Control of glycogenolysis and blood flow by arterial and portal adrenaline in perfused liver.

In isolated liver from fed rats, simultaneously single-pass-perfused via both the hepatic artery (80 mmHg, 30-35% flow) and the portal vein (10 mmHg, 70-65% flow), adrenaline was infused either singly or jointly via the hepatic artery or the portal vein in the absence or presence of the alpha 1-blocker prazosin and the beta 2-blocker butoxamine.

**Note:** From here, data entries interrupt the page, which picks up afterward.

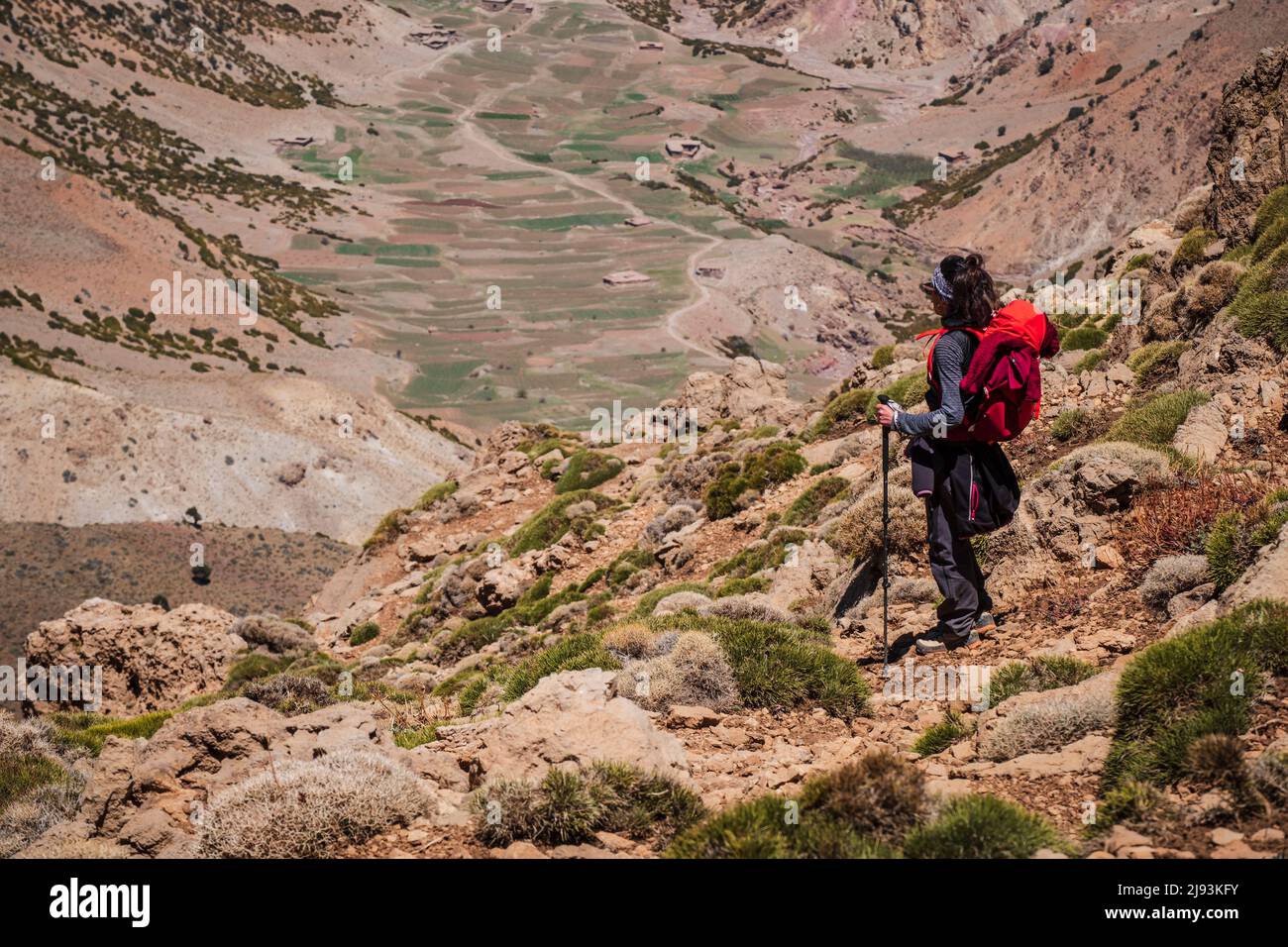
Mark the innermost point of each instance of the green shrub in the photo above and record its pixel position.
(763, 433)
(841, 415)
(386, 530)
(1235, 536)
(1068, 424)
(1270, 230)
(533, 607)
(571, 654)
(439, 491)
(649, 599)
(941, 735)
(1153, 421)
(1260, 307)
(310, 808)
(859, 810)
(288, 693)
(759, 556)
(588, 470)
(983, 826)
(806, 506)
(22, 774)
(1189, 252)
(1090, 361)
(90, 731)
(1203, 681)
(768, 467)
(567, 808)
(552, 522)
(778, 665)
(742, 586)
(1155, 357)
(1083, 338)
(1041, 673)
(1129, 801)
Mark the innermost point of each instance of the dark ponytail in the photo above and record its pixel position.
(974, 295)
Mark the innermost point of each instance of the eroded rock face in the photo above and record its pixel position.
(751, 390)
(1250, 131)
(150, 659)
(568, 719)
(1070, 505)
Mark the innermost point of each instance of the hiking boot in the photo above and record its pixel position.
(938, 641)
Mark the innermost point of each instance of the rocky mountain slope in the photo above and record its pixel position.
(581, 650)
(140, 155)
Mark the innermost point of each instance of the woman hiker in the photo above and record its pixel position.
(962, 295)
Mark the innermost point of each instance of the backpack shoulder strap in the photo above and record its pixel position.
(934, 335)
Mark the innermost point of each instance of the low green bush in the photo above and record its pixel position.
(778, 665)
(1068, 424)
(571, 654)
(768, 467)
(1155, 359)
(552, 522)
(941, 735)
(859, 810)
(1189, 252)
(1151, 421)
(806, 506)
(1041, 673)
(439, 491)
(1235, 536)
(841, 415)
(588, 470)
(1083, 338)
(567, 808)
(1270, 230)
(1201, 682)
(1260, 308)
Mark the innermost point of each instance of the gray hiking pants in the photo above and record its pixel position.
(952, 564)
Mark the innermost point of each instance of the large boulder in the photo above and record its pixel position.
(570, 719)
(150, 659)
(1203, 433)
(1249, 131)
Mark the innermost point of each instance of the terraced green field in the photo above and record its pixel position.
(513, 174)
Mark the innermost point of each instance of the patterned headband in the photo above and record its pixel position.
(940, 282)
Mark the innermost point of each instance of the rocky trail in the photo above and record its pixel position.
(656, 647)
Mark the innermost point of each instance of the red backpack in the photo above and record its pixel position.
(1003, 386)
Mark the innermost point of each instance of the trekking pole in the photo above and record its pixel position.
(885, 536)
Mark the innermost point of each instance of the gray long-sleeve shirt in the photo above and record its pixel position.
(953, 352)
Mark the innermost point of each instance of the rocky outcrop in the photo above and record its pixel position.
(568, 719)
(752, 390)
(150, 659)
(1069, 506)
(151, 796)
(1249, 150)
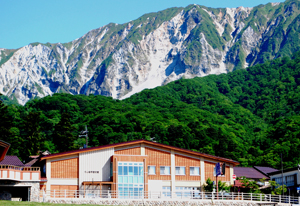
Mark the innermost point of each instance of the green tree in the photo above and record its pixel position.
(64, 134)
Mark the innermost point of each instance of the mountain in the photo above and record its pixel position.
(252, 116)
(153, 50)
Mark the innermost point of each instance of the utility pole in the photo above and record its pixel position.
(282, 174)
(85, 133)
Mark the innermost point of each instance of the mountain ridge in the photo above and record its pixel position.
(119, 60)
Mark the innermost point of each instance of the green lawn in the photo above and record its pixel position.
(12, 203)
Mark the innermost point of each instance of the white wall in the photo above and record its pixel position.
(288, 174)
(95, 161)
(155, 185)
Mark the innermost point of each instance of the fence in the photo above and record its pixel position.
(177, 195)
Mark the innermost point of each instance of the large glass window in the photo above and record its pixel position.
(191, 192)
(130, 179)
(165, 170)
(194, 171)
(180, 170)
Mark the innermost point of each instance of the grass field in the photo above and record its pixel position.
(12, 203)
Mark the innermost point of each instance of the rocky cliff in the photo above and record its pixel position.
(157, 48)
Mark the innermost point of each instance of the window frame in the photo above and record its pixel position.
(165, 170)
(194, 174)
(154, 169)
(180, 170)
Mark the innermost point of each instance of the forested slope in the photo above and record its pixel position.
(248, 115)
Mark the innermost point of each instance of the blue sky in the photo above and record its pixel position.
(23, 22)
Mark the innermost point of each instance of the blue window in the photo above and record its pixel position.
(130, 179)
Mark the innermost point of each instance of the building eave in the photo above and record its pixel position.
(76, 152)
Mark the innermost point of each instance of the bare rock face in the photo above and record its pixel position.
(120, 60)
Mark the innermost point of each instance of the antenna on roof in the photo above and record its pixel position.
(85, 133)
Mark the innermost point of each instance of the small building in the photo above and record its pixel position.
(131, 169)
(17, 181)
(291, 178)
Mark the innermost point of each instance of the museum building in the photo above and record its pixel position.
(134, 167)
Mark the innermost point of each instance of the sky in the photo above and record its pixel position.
(24, 22)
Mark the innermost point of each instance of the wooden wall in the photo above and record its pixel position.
(65, 168)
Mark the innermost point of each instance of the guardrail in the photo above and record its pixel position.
(197, 195)
(10, 172)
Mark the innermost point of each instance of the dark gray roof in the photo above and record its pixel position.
(248, 172)
(265, 170)
(31, 162)
(11, 160)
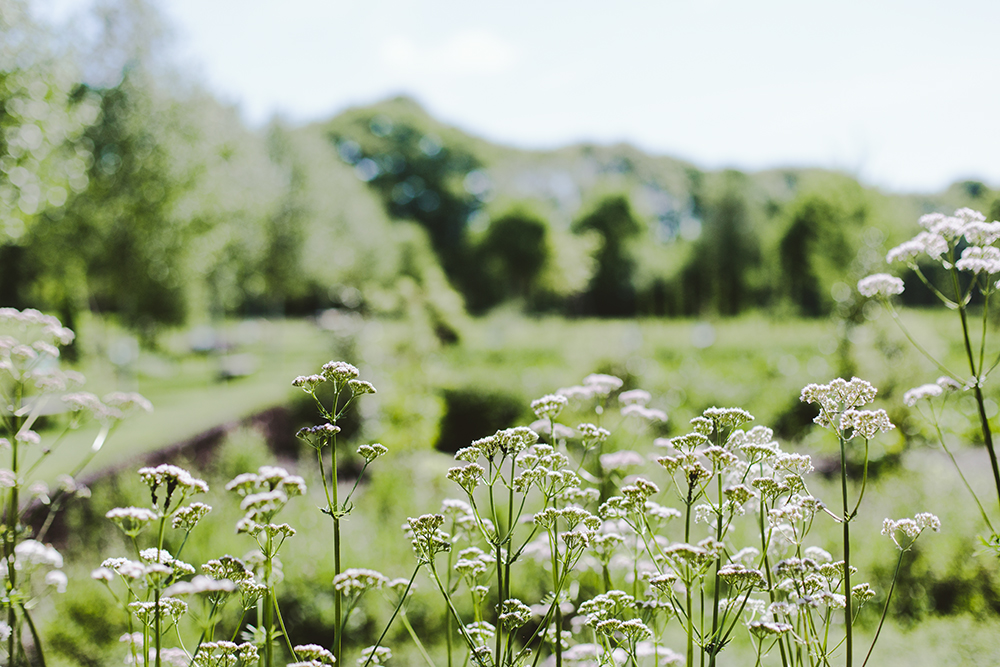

It was found that: (1) arterial adrenaline caused increases in glucose and lactate output which were slower in onset, smaller in peak height but longer in duration than did portal adrenaline; (2) arterial adrenaline elicited a much more pronounced decrease in flow and increase in pressure in the ipsilateral vessel than did portal adrenaline, and arterial, but not portal, adrenaline elicited qualitatively similar alterations also in the contralateral vessel; (3) arterial adrenaline caused metabolic changes mainly via alpha 1-receptors, with beta 2-receptors playing a permissive role via haemodynamic alterations, whereas portal adrenaline acted only via alpha 1-receptors; (4) arterial adrenaline decreased arterial flow via alpha 1-receptors counteracted via beta 2-receptors and operated on portal flow as portal adrenaline only via alpha 1-receptors; and (5) arterial adrenaline was extracted to a far greater extent than portal adrenaline. The results indicate that the hepatic artery and the portal vein can function as independent sites of hormonal signal input, which interact by complex, still undefined, mechanisms.